Medical Malpractice Suit Against a Psychiatrist for Discharging a Patient from Psychiatric Ward

In Peoples Bank v. Damera, 220 Ill. App. 3d 1031, 581 N.E.2d 426, 163 Ill. Dec. 475 (1991), plaintiff alleged that the defendant psychiatrist was guilty of medical malpractice for discharging decedent from the psychiatric ward of a hospital and also for giving him a two-week supply of prescription medicine. After being discharged, decedent ingested all of the prescription drugs that he had been given with a bottle of wine and died as a result. The injury for which plaintiff sought recovery was the death of decedent. In Damera the court gave jury instruction IPI Civil 2d No. 105.08 (2d ed. 1971), as modified, which stated: "A patient is required to follow reasonable advice as to treatment.
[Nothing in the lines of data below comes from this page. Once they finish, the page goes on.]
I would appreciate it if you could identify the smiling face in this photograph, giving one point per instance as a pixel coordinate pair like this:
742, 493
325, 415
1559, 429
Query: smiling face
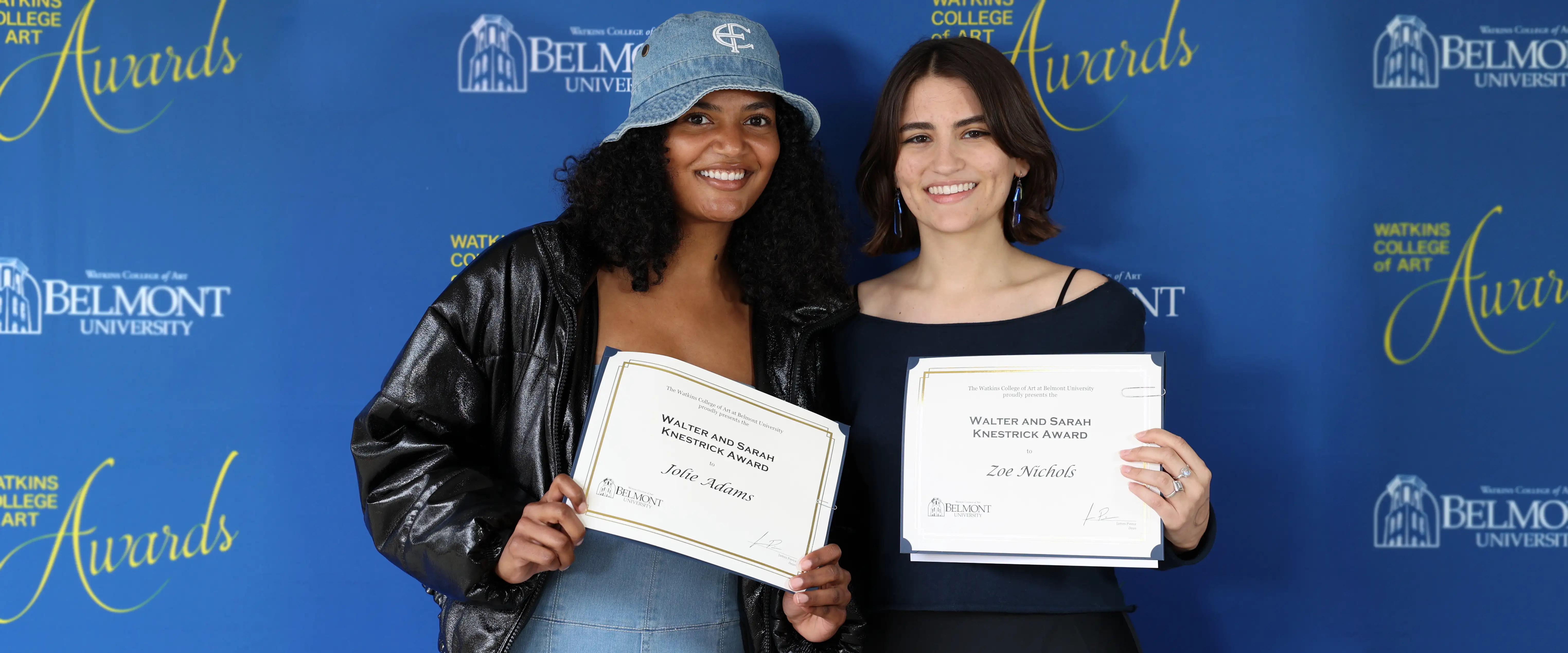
951, 171
722, 154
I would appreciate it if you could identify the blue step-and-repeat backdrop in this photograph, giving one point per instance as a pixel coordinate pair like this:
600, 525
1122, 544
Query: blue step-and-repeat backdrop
222, 218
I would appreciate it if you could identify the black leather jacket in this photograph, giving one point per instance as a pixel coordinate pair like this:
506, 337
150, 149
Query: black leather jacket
485, 408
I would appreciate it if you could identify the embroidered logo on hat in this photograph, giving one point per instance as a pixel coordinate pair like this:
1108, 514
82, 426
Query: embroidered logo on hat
728, 37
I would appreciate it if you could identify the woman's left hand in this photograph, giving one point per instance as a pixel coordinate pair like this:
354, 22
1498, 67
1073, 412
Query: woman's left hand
1186, 511
818, 614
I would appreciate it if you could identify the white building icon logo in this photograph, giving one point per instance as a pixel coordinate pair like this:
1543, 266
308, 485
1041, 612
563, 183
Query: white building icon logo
1406, 516
21, 305
1406, 56
493, 59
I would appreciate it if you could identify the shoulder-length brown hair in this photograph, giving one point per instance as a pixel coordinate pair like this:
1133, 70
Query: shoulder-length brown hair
1011, 117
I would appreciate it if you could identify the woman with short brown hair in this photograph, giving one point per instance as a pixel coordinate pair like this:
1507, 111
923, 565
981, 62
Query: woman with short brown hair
960, 167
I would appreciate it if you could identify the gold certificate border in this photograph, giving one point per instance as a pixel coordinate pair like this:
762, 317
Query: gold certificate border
822, 483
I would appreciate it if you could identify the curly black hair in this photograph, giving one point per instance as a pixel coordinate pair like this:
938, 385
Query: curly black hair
788, 250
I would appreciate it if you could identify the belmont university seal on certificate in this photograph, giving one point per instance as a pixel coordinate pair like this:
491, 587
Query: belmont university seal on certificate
703, 466
1015, 460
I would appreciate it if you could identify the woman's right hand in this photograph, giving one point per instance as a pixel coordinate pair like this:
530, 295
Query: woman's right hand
546, 536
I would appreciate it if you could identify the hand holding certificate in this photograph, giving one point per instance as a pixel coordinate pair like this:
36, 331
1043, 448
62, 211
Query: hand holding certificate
703, 466
1017, 460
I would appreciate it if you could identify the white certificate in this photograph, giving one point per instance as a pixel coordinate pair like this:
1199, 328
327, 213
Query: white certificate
703, 466
1018, 456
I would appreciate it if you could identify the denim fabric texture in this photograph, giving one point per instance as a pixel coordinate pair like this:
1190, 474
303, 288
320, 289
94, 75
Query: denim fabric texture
623, 596
692, 56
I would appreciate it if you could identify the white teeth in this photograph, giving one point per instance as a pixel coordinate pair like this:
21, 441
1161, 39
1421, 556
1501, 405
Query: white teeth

In addition, he must follow the doctor's instructions. A doctor is not liable for the consequences of the patient's failure to do so, unless you find that the patient was unable by reason of mental impairment to follow the doctor's instructions." Damera, 220 Ill. App. 3d at 1033. Damera held: "When the only issue before the jury is defendant's liability, the court should not give IPI Civil 2d No. 105.08 because it concerns only the mitigation of damages assessed against defendant due to the comparative negligence of plaintiff. IPI Civil 2d No. 105.08 does not apply unless the jury is called upon to determine the relative percentages of negligence of both parties. The present case does not involve comparative negligence. Accordingly, we hold that the trial court erred in giving the jury IPI Civil 2d No. 105.08 as modified, because it addressed the issue of plaintiff's decedent's comparative negligence." Damera, 220 Ill. App. 3d at 1034. The Damera case concluded that the jury instructions skewed the jury's focus from the conduct of the defendant physician to the conduct of the suicidal patient. Damera, 220 Ill. App. 3d at 1035. The court disagreed that the decedent's ability to follow instructions was a key issue in this case. Damera, 220 Ill. App. 3d at 1035. It held that the issue was totally irrelevant and that the instruction provided defendant with a complete affirmative defense premised upon an irrelevant issue. Damera, 220 Ill. App. 3d at 1035. The court held that the trial court's error in giving the instruction prejudiced plaintiff and required a new trial. Damera, 220 Ill. App. 3d at 1035.